The taking of fixtures by a mortgagor after a foreclosure sale but during the foreclosure redemption period is not larceny, according to the Michigan Supreme Court’s decision in People v. March, No. 151342
. It does not constitute trespassory taking because the mortgagor retains both legal title and the exclusive right of possession until legal title has passed to the foreclosure-sale purchaser.
The defendant was charged with committing larceny for removing fixtures from his home after it had been sold in the sheriff’s sale. Because taking the ‘property of another,’ is an element of common law larceny, the charge hinged on whether the defendant took his own property or the ‘property of another.’ The trial court ruled that the defendant did not commit larceny because he had the right to possess the property and the fixtures intentionally annexed to it during the redemption period. The court of appeals disagreed, explaining that the foreclosure-sale purchaser was also an owner of the property because he had an interest in the property and his consent was not sought before the fixtures were taken.

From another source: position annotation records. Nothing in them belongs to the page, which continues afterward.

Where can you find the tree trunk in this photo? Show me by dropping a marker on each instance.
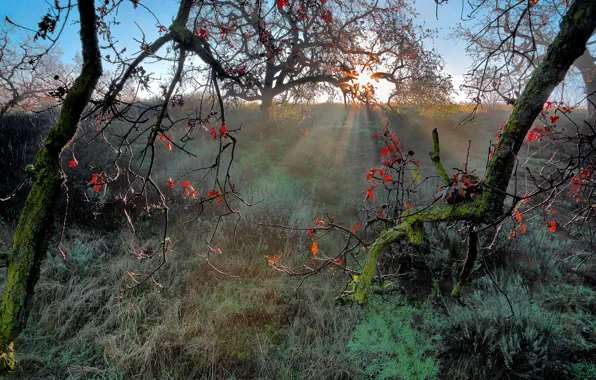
(585, 64)
(266, 113)
(35, 222)
(575, 30)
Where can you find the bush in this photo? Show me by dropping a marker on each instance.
(396, 341)
(485, 339)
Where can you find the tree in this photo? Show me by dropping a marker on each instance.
(25, 256)
(576, 28)
(509, 40)
(278, 46)
(30, 240)
(156, 123)
(28, 70)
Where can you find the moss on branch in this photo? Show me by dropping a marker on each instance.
(35, 222)
(576, 28)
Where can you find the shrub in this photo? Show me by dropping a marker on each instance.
(485, 339)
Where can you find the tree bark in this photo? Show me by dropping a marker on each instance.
(266, 104)
(36, 219)
(575, 30)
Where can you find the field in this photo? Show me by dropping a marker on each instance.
(530, 311)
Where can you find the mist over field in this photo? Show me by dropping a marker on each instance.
(298, 189)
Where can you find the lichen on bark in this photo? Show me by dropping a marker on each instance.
(576, 28)
(30, 239)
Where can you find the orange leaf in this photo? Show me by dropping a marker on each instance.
(94, 179)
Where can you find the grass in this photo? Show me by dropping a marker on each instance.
(240, 319)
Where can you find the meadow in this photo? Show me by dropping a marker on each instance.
(530, 311)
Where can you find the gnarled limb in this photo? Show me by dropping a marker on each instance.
(466, 271)
(29, 242)
(576, 28)
(4, 259)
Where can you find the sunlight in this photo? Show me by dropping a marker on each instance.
(364, 78)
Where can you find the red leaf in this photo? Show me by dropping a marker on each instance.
(94, 179)
(282, 3)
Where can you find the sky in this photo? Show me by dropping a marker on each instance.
(28, 13)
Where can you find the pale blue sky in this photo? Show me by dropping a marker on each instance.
(29, 13)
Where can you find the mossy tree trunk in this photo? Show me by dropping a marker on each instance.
(575, 30)
(30, 239)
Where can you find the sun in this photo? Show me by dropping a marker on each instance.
(364, 78)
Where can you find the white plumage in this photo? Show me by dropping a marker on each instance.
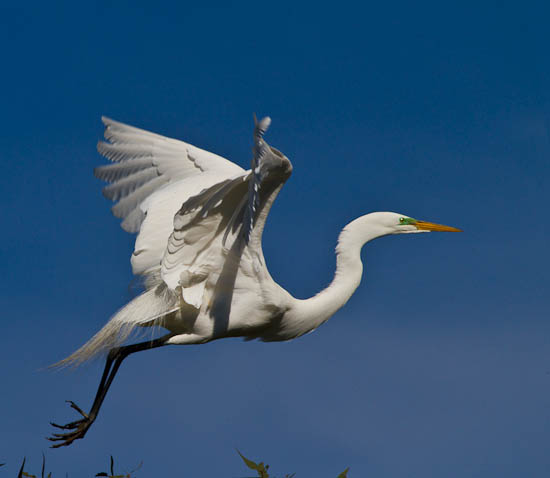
(199, 219)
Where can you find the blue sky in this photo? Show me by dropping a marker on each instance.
(438, 366)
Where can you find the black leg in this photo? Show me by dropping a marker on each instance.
(112, 364)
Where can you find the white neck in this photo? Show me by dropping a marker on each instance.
(308, 314)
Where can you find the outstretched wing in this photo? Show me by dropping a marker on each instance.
(144, 163)
(213, 229)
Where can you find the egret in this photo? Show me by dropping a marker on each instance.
(199, 219)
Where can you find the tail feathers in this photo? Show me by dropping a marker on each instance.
(143, 310)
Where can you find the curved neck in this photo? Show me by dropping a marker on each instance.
(316, 310)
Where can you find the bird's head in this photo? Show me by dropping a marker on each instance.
(395, 223)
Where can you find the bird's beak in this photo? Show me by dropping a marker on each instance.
(430, 226)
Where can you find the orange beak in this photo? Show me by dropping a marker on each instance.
(430, 226)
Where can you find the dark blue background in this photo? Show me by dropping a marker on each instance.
(438, 366)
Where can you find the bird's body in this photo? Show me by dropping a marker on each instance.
(200, 220)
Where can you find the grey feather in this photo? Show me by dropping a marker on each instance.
(127, 204)
(129, 184)
(113, 172)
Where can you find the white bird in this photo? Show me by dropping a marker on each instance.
(199, 219)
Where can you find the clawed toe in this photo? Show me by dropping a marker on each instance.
(78, 427)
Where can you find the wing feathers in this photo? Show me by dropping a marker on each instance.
(128, 203)
(144, 162)
(129, 184)
(113, 172)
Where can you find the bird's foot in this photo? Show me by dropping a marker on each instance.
(78, 427)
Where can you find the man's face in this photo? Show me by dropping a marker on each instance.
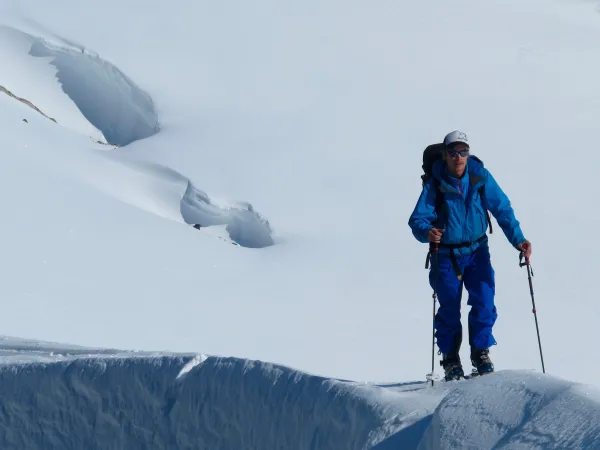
(457, 163)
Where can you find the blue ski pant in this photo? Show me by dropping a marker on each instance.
(478, 279)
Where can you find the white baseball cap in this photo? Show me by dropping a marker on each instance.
(454, 137)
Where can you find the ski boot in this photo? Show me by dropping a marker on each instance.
(481, 361)
(452, 367)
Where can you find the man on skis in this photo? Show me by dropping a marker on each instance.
(451, 215)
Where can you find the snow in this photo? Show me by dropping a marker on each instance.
(73, 397)
(292, 135)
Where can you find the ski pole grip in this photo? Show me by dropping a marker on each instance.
(521, 263)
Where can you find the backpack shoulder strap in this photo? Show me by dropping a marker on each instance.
(482, 196)
(440, 204)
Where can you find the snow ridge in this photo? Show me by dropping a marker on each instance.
(74, 397)
(142, 402)
(109, 100)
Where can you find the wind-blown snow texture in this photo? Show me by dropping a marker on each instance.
(294, 131)
(69, 397)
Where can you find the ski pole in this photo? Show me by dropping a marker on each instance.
(435, 249)
(530, 276)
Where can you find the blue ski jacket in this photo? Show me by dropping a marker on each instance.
(463, 214)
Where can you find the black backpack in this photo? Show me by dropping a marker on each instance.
(431, 154)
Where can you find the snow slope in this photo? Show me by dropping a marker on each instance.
(71, 397)
(295, 132)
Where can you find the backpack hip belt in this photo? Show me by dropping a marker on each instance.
(453, 259)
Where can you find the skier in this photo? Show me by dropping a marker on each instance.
(451, 214)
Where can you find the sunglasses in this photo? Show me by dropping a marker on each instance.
(454, 153)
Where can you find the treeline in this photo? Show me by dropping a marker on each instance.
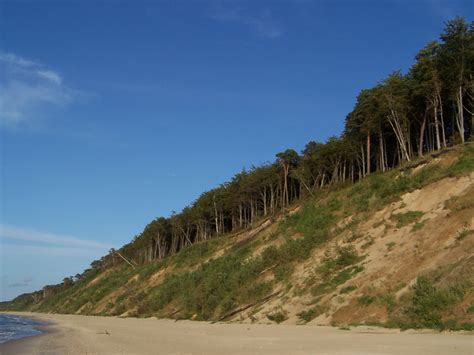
(402, 117)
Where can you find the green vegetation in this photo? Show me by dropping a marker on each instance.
(335, 271)
(386, 150)
(277, 317)
(348, 289)
(427, 304)
(464, 233)
(418, 226)
(366, 300)
(310, 314)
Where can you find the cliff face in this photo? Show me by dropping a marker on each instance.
(394, 249)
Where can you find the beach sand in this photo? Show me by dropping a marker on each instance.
(73, 334)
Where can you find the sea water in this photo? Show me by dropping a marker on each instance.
(16, 327)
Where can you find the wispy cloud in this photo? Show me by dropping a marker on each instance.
(56, 242)
(27, 89)
(21, 283)
(263, 23)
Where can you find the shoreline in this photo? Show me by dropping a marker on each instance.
(76, 334)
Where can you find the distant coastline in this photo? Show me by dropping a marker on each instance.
(75, 334)
(15, 327)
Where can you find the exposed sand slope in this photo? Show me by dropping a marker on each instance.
(73, 334)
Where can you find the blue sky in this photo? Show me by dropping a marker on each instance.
(115, 112)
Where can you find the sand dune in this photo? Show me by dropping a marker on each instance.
(72, 334)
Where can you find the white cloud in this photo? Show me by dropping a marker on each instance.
(54, 241)
(23, 250)
(263, 24)
(51, 76)
(28, 89)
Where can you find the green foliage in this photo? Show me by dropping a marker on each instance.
(348, 289)
(310, 314)
(428, 301)
(464, 233)
(388, 300)
(277, 317)
(337, 270)
(418, 226)
(366, 300)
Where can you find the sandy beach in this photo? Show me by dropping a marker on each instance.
(72, 334)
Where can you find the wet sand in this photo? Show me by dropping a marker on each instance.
(72, 334)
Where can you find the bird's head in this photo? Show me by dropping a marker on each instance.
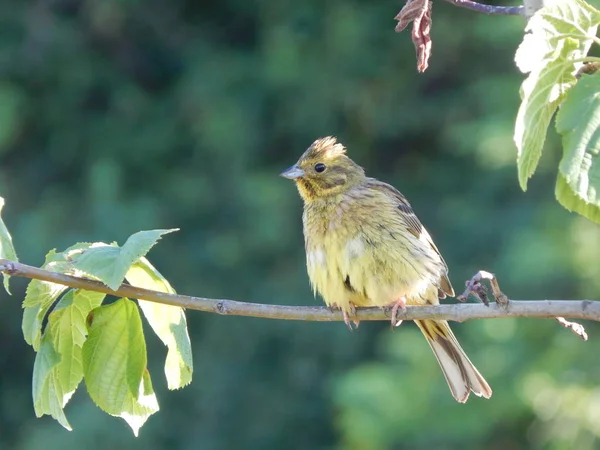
(324, 170)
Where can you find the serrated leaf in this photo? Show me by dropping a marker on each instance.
(566, 197)
(110, 263)
(47, 394)
(168, 322)
(114, 363)
(39, 298)
(559, 34)
(68, 330)
(552, 23)
(578, 121)
(7, 250)
(542, 92)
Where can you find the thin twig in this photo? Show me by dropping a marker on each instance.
(577, 309)
(489, 9)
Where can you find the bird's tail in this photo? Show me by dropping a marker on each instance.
(460, 373)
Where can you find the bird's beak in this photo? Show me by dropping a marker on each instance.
(292, 173)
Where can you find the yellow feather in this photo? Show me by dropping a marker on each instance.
(366, 247)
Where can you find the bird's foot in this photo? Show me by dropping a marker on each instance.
(399, 305)
(347, 320)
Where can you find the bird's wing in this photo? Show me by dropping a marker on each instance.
(416, 228)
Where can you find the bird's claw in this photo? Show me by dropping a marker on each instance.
(399, 305)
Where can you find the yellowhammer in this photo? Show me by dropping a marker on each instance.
(366, 247)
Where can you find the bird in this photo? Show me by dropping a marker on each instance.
(365, 247)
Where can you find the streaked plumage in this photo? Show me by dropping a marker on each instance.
(366, 247)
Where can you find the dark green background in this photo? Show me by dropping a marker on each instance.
(123, 115)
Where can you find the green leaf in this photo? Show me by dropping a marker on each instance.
(110, 263)
(7, 251)
(39, 298)
(68, 330)
(558, 35)
(571, 201)
(168, 322)
(47, 393)
(114, 363)
(578, 121)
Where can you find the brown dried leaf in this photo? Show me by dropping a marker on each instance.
(419, 13)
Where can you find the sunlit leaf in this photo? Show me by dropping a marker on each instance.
(558, 35)
(39, 298)
(168, 322)
(47, 393)
(68, 330)
(578, 121)
(7, 250)
(114, 363)
(110, 263)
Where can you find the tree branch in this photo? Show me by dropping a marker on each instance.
(489, 9)
(577, 309)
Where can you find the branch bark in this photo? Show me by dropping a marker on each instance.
(489, 9)
(550, 309)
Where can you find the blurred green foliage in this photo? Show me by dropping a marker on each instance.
(122, 115)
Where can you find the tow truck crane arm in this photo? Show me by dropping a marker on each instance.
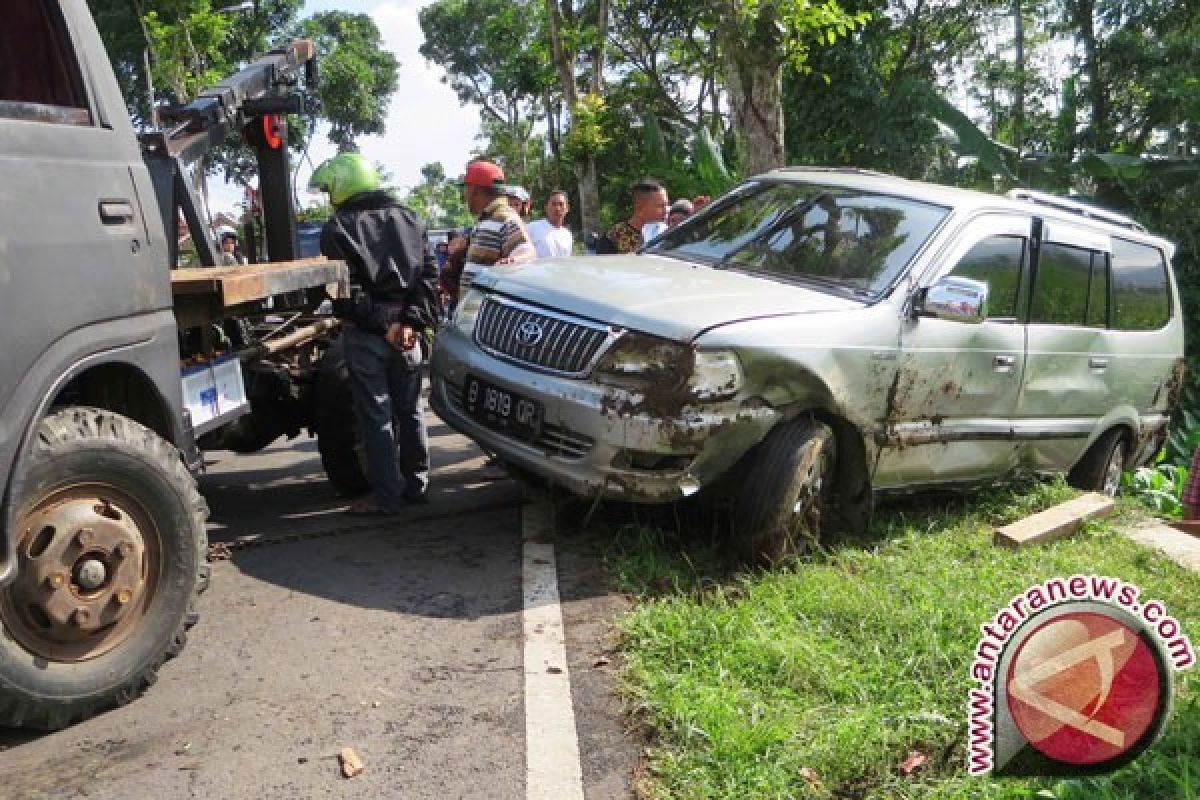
(253, 101)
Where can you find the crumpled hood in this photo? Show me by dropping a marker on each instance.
(654, 294)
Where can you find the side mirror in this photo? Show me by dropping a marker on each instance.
(953, 299)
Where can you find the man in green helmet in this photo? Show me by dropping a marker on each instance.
(395, 299)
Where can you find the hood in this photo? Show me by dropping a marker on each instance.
(654, 294)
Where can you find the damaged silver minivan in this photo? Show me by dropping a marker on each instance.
(817, 336)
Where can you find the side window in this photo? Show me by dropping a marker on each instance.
(1062, 288)
(1098, 293)
(1140, 298)
(40, 77)
(997, 262)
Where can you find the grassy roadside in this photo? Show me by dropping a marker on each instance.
(819, 680)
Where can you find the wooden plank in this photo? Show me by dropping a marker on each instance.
(234, 286)
(1059, 522)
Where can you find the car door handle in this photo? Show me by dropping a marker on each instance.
(115, 212)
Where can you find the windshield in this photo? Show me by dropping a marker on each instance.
(851, 239)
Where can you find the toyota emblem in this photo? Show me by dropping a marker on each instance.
(529, 332)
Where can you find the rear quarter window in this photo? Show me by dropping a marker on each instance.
(1141, 300)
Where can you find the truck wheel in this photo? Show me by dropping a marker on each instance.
(109, 559)
(789, 482)
(1099, 469)
(337, 435)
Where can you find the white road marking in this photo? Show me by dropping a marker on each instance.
(552, 747)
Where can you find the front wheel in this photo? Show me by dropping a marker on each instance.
(109, 558)
(337, 435)
(786, 488)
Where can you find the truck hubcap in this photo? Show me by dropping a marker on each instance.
(88, 567)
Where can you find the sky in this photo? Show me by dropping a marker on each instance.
(425, 120)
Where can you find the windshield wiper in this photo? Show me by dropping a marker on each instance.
(771, 230)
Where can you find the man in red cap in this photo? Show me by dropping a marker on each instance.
(498, 238)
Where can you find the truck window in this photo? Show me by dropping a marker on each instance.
(1061, 289)
(1140, 299)
(997, 262)
(40, 78)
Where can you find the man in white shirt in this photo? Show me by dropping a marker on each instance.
(550, 236)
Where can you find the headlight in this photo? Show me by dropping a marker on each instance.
(467, 311)
(640, 361)
(717, 374)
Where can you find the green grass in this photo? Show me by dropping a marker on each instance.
(843, 665)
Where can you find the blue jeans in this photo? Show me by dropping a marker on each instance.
(387, 408)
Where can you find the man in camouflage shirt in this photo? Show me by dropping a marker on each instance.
(649, 205)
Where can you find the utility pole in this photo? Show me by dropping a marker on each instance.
(1019, 88)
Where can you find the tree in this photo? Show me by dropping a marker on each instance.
(577, 36)
(438, 200)
(358, 74)
(757, 38)
(495, 58)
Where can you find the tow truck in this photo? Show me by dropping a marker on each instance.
(119, 365)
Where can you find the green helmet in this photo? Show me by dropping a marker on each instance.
(343, 176)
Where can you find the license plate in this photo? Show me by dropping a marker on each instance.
(502, 409)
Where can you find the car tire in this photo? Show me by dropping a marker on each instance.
(787, 486)
(336, 428)
(1099, 469)
(101, 489)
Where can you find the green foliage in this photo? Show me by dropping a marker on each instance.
(1158, 487)
(358, 76)
(438, 200)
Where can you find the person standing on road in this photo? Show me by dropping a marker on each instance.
(649, 216)
(390, 262)
(499, 236)
(551, 236)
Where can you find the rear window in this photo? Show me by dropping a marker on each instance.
(40, 79)
(849, 240)
(1141, 300)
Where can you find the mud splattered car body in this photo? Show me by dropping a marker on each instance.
(941, 336)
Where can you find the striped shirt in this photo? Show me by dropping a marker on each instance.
(498, 234)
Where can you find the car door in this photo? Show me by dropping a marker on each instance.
(1068, 365)
(73, 245)
(951, 409)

On appeal, the Supreme Court emphasized the distinction between a legal title and an equitable title. According to the court, the foreclosure-sale purchaser’s interest in the property was an equitable title which is not a possessory right. This interest would need to ripen into legal title at the end of the six-month redemption period before ownership could pass from the mortgagor to the foreclosure-sale purchaser. Thus, the foreclosure-sale purchaser was not an owner of the property as at the time when the defendant removed the fixtures and his consent was not needed. Accordingly, the Supreme Court reversed the court of appeals and reinstated the dismissal of charges entered by the trial court.